Creating a plot for the top contributors to population health disturbances:
# Load necessary libraries
library(gridExtra)
library(grid)
# Set up plotting area for 2x2 grid (base R)
par(mfrow = c(2, 2), mar = c(11, 6, 3, 2))
# Plot 1: Top 5 by average fatalities
barplot(top5_avg_fatalities$FATALITIES.x,
names.arg = top5_avg_fatalities$EVTYPE,
col = "steelblue",
main = "A) Top 5 Events by Average Fatalities",
xlab = "",
ylab = "Count",
las = 2, # Rotate x-axis labels
cex.names = 0.8) # Adjust the size of event type labels
# Plot 2: Top 5 by average injuries (Use the correct data)

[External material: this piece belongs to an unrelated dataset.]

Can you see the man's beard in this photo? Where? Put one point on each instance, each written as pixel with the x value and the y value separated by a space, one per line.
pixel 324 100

barplot(top5_avg_injuries$INJURIES.x,
names.arg = top5_avg_injuries$EVTYPE,
col = "darkorange",
main = "B) Top 5 Events by Average Injuries",
xlab = "",
ylab = "Count",
las = 2,
cex.names = 0.8)
# Plot 3: Top 5 by total fatalities
barplot(top5_total_fatalities$FATALITIES.y,
names.arg = top5_total_fatalities$EVTYPE,
col = "darkred",
main = "C) Top 5 Events by Total Fatalities",
xlab = "",
ylab = "Count",
las = 2,
cex.names = 0.8)
# Plot 4: Top 5 by total injuries (Use the correct data)
barplot(top5_total_injuries$INJURIES.y,
names.arg = top5_total_injuries$EVTYPE,
col = "green",
main = "D) Top 5 Events by Total Injuries",
xlab = "",
ylab = "Count",
las = 2,
cex.names = 0.8)
Figure 1 Comparing the averages and totals of
fatalities and injuries for the top 5 event types
From the data, we can see that while the average rates for both fatalities and injuries ted to have varying causation, that include hurricanes, heat/cold waves and tornadoes, the Tornado category really takes a commanding presence in the cumulative fatality and injury rates.
Looking into the data collection standards, one weather pattern can cause many tornado touchdowns which means that in one period many different tornado entries for the same weather event. This leads to a dilution of the average fatality and injury rates, while we can see that tornados are clearly the largest contributors to the totals.
Nonetheless, tornadoes are still one of the contributing factors in the highest average fatality rate, so we can safely conclude that tornadoes have historically caused the most deaths in the US.
Looking into other events such as excessive heat I expect the sahare of fatalities and injuries to increase for this type of event as climate change causes an increase in sudden extreme temperature swings.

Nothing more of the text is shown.